Colleagues from the MEDIS:ON project, led by SΛTIS member Tomáš Lintner, have published a new article in Education and Information Technologies titled Generative AI use and academic achievement: a cross-sectional study of Czech seventh-grade students. The study is co-authored by SΛTIS member Markéta Žáková.
Drawing on the deep versus surface approaches to learning framework, the study distinguishes between two separate aspects of student engagement with GenAI: how frequently students use these tools, and the extent to which they endorse reliance on GenAI over understanding — defined as the belief that knowing how to prompt AI effectively matters more than developing one's own conceptual grasp of the material.

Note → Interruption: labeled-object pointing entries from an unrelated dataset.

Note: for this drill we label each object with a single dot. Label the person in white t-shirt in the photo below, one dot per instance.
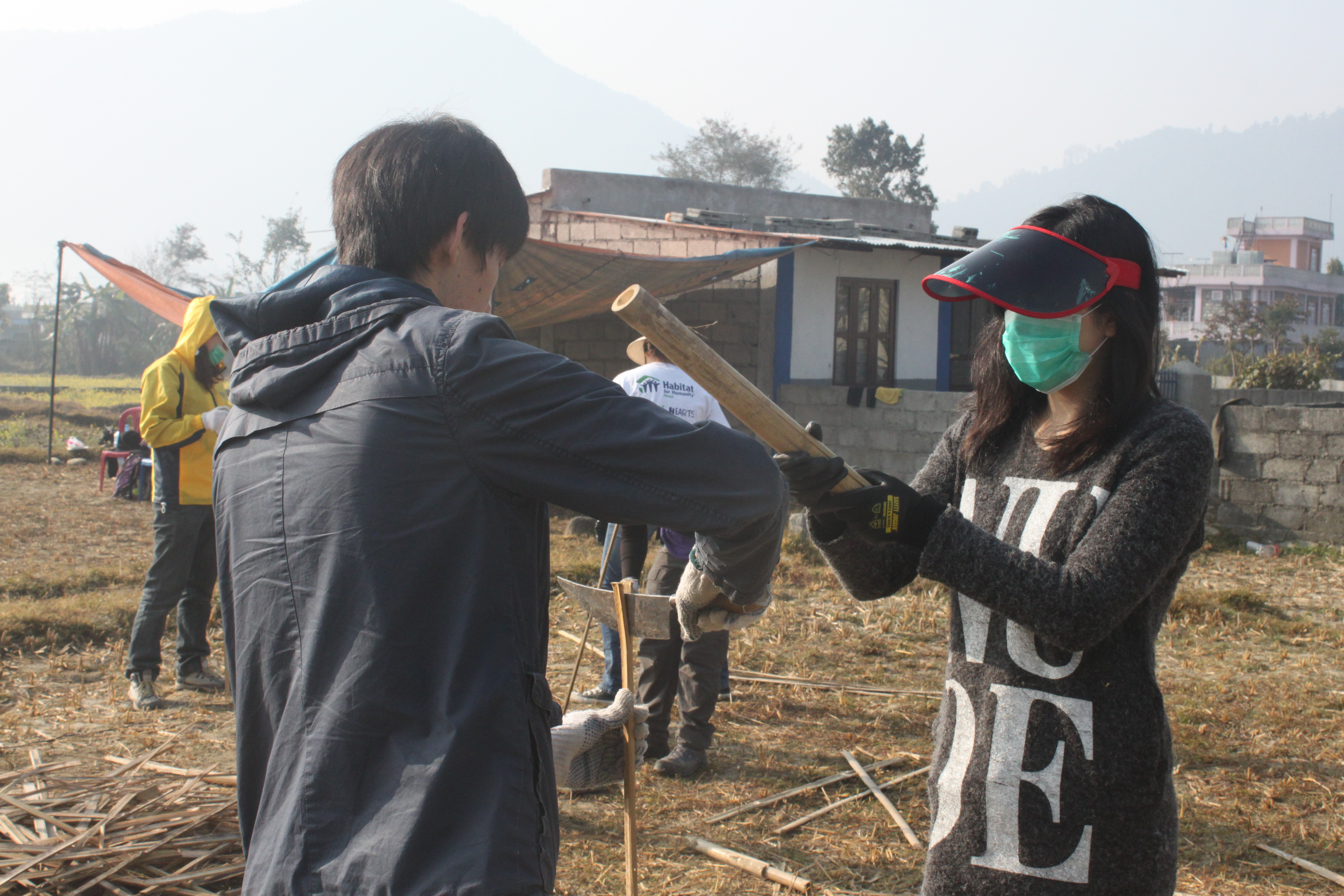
(670, 669)
(667, 386)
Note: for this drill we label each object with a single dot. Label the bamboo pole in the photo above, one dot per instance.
(882, 798)
(637, 308)
(588, 624)
(1302, 863)
(632, 860)
(752, 866)
(56, 341)
(794, 792)
(811, 816)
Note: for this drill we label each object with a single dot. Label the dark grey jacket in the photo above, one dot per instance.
(1052, 769)
(381, 494)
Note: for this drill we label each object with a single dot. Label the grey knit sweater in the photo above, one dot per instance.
(1052, 769)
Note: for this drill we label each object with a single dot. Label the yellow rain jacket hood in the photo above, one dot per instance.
(171, 404)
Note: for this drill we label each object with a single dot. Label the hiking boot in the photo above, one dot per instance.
(143, 692)
(656, 749)
(682, 762)
(199, 678)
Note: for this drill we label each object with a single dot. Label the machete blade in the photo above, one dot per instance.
(650, 613)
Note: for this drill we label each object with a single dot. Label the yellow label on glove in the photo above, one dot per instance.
(888, 515)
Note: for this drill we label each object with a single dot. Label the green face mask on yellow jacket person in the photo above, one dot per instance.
(173, 401)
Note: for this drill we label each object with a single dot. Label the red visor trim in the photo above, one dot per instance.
(1120, 272)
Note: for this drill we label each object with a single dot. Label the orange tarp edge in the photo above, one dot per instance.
(167, 303)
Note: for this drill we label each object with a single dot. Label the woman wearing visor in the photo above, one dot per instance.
(1062, 510)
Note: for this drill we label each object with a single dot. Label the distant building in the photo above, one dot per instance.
(1268, 260)
(846, 309)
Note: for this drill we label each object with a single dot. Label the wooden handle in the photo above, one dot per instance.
(632, 861)
(752, 866)
(647, 315)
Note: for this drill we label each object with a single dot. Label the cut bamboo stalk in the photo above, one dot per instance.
(812, 816)
(679, 343)
(632, 860)
(752, 866)
(828, 686)
(226, 781)
(1303, 863)
(794, 792)
(40, 815)
(882, 798)
(577, 640)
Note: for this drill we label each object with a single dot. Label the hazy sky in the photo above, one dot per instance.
(996, 88)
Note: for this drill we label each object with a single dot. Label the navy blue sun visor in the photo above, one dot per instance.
(1033, 272)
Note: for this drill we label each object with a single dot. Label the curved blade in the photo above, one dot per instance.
(650, 613)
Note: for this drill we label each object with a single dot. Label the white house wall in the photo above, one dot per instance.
(815, 272)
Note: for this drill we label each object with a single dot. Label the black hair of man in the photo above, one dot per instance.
(400, 190)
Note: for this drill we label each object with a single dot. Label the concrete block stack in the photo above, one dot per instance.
(1283, 477)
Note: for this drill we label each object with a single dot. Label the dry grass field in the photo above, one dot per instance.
(1250, 664)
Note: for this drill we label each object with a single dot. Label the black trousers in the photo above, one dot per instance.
(683, 671)
(183, 576)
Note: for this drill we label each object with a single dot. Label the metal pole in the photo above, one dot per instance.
(56, 335)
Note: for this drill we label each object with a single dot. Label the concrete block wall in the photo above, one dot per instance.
(1284, 475)
(894, 438)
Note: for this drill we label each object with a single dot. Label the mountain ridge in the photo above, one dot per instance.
(1183, 183)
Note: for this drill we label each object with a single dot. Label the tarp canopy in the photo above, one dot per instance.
(555, 283)
(166, 301)
(545, 284)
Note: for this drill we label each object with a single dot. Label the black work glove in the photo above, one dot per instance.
(886, 511)
(810, 477)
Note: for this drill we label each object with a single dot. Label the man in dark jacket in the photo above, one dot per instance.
(382, 494)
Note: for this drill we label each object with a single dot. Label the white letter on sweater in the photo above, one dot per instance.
(955, 772)
(1003, 784)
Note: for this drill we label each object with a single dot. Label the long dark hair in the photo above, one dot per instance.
(1003, 402)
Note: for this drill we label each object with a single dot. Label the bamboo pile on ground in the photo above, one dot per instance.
(140, 828)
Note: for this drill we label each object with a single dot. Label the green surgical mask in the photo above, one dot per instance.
(1045, 352)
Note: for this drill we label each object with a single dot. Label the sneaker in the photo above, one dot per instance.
(596, 695)
(199, 678)
(143, 692)
(682, 762)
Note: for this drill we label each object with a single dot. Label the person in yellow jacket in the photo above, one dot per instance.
(183, 405)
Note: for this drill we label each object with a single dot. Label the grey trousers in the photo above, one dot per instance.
(683, 671)
(182, 576)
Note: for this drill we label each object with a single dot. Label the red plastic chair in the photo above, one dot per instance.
(130, 420)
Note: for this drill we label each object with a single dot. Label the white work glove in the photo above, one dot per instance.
(589, 746)
(716, 620)
(694, 596)
(214, 418)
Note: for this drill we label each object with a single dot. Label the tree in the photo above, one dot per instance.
(1277, 319)
(1298, 371)
(870, 162)
(1234, 322)
(725, 154)
(173, 260)
(284, 250)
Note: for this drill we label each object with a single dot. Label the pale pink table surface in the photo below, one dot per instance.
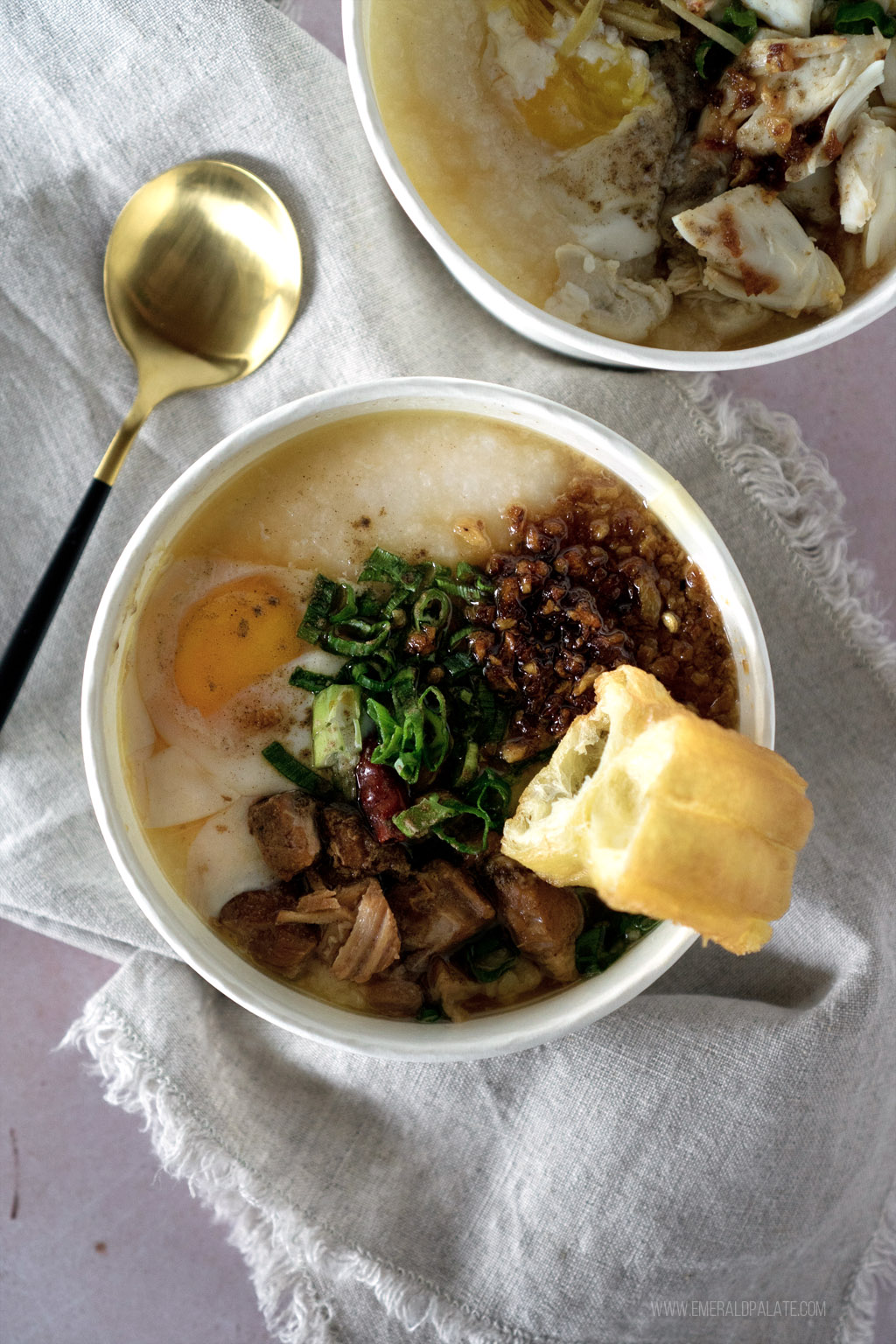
(98, 1246)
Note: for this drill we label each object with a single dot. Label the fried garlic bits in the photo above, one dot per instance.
(665, 815)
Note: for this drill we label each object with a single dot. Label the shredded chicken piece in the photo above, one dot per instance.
(866, 180)
(316, 907)
(590, 293)
(797, 80)
(452, 988)
(374, 942)
(755, 248)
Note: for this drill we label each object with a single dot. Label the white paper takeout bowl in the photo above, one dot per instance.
(188, 934)
(534, 323)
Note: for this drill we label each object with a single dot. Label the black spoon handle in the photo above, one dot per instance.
(40, 611)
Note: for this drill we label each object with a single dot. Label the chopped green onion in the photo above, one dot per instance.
(740, 22)
(336, 734)
(468, 766)
(374, 674)
(383, 566)
(492, 794)
(456, 664)
(700, 57)
(433, 608)
(311, 680)
(298, 773)
(316, 619)
(419, 820)
(433, 815)
(489, 956)
(356, 648)
(864, 17)
(634, 927)
(437, 737)
(488, 719)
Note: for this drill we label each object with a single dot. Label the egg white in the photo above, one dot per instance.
(200, 764)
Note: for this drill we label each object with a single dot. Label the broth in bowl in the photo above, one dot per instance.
(680, 178)
(346, 667)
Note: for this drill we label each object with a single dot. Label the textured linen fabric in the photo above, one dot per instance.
(724, 1141)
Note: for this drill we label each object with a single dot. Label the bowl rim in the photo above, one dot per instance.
(185, 930)
(539, 326)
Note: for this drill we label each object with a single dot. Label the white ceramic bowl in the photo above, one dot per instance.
(535, 323)
(514, 1028)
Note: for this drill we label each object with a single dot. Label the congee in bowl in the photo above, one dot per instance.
(680, 178)
(336, 656)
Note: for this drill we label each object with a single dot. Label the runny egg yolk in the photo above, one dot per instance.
(235, 634)
(582, 100)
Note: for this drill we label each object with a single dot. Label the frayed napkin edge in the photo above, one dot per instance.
(289, 1261)
(795, 489)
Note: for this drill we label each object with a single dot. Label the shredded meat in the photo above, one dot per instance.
(352, 850)
(253, 920)
(543, 920)
(393, 995)
(285, 830)
(253, 910)
(374, 942)
(449, 987)
(285, 948)
(318, 906)
(437, 909)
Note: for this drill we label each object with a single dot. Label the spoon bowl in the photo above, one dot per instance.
(203, 276)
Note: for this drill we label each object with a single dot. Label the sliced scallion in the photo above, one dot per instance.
(298, 773)
(316, 619)
(336, 734)
(311, 680)
(489, 956)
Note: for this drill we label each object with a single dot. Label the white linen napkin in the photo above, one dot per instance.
(722, 1146)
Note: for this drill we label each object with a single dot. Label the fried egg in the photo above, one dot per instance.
(215, 651)
(607, 118)
(567, 100)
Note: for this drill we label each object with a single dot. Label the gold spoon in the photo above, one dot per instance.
(202, 278)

Using cross-sectional survey data from a nationally stratified sample of 2,307 seventh-grade students, the authors estimated structural equation models predicting IRT-scaled achievement in mathematics and Czech language. The frequency of GenAI use was not positively associated with achievement in either subject. In contrast, a stronger tendency to rely on GenAI instead of building understanding was consistently and negatively associated with achievement, with a more pronounced effect in Czech language. Neither frequency of use nor reliance significantly moderated the associations between learning-related dispositions and achievement.
The findings suggest that the educational implications of GenAI depend less on how often students use AI tools and more on whether AI is approached as a support for understanding or as a substitute for cognitive engagement. The results contribute to ongoing debates on epistemic offloading and the role of AI in shaping students' orientations toward learning.